Due to this, Bank of America is now more susceptible to the recent increase in the yield on the 10-year Treasury than its competitors and is also more comparable to other regional banks that are also holding underwater bonds.
In the third quarter, the lender’s portfolio of held-to-maturity bonds had a sharper increase in unrealized losses, totaling $131 billion. Mortgage securities were largely to blame for the losses.
UBS analyst Erika Najarian pushed management for more information on the bank during Tuesday’s conference call, saying, “Clearly, this held-to-maturity portfolio has been a thorn in the side of the stock.”
Trough NII
The circumstance has put pressure on the bank’s net interest income, or NII, a crucial indicator that analysts will be keeping an eye on this quarter. Alastair Borthwick, the bank’s CFO, confirmed in July that earlier projections for NII in 2023 were approximately $57 billion.

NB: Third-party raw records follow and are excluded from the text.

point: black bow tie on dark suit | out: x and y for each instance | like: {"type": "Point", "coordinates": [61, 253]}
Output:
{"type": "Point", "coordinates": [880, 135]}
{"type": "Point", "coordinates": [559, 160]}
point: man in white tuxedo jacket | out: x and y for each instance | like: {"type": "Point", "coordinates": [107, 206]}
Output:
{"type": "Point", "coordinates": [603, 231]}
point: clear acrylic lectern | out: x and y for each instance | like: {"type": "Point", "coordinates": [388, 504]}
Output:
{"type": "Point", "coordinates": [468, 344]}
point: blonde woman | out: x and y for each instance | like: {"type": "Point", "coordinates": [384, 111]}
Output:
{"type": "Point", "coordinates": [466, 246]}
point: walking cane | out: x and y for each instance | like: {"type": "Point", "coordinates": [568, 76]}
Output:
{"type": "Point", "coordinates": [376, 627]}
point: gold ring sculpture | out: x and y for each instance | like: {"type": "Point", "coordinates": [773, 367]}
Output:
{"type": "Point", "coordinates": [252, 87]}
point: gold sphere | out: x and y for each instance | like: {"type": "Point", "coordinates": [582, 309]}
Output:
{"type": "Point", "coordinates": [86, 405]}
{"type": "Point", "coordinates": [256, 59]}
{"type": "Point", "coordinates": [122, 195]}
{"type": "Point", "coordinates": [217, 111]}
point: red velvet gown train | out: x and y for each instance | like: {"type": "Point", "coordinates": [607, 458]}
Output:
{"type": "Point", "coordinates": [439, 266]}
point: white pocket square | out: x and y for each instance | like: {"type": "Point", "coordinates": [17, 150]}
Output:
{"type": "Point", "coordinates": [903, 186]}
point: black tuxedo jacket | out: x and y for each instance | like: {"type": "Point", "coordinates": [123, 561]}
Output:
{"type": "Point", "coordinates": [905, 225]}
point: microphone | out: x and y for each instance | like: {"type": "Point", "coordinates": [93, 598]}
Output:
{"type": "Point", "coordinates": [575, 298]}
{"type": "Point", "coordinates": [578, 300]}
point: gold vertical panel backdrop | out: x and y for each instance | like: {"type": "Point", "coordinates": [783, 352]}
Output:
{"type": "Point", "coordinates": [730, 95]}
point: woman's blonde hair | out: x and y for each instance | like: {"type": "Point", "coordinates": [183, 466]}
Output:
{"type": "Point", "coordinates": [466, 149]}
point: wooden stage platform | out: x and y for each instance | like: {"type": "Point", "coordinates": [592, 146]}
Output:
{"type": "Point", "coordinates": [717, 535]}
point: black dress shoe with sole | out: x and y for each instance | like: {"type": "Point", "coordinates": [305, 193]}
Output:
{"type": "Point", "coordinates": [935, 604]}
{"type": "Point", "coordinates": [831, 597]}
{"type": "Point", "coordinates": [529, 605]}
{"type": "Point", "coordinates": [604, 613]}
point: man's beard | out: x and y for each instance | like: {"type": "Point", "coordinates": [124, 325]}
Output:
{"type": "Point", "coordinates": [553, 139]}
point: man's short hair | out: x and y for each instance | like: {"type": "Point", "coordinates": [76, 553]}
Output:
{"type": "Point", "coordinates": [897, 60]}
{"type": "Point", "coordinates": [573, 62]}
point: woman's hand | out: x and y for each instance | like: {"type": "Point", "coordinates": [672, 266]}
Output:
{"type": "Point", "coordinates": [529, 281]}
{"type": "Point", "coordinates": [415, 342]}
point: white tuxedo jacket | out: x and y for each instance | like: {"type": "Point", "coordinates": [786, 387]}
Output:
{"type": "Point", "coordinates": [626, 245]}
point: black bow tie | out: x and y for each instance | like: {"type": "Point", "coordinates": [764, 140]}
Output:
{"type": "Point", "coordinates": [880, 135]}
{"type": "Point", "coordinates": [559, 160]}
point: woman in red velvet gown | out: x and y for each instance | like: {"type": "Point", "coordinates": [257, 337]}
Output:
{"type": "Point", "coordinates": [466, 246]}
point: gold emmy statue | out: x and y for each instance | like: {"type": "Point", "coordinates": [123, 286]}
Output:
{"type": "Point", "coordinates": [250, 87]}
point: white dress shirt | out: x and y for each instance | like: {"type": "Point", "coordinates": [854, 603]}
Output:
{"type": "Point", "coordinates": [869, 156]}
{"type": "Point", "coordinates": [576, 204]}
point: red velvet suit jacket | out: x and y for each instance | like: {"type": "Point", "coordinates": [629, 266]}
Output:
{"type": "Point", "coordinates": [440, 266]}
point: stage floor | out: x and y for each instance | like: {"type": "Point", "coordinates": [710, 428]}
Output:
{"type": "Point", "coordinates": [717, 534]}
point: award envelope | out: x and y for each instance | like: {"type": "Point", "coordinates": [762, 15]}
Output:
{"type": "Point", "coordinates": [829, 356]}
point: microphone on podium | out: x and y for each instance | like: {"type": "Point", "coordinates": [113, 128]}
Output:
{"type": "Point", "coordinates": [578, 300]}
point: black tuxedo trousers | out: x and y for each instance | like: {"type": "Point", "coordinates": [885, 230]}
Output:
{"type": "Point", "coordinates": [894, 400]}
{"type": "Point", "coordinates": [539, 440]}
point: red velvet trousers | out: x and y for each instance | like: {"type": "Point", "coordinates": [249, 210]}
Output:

The “good news” regarding net interest income, according to Borthwick on Tuesday, is that it will reach a low point in the fourth quarter and then start to increase once more in the middle of 2024.
Through Monday, the price of Bank of America stock had decreased 18%, lagging behind rival JPMorgan Chase’s 10% gain.
Due in part to higher-than-anticipated credit charges, JPMorgan, Wells Fargo, and Citigroup, all reported third-quarter profits last week that exceeded expectations. Results from Morgan Stanley are expected on Wednesday.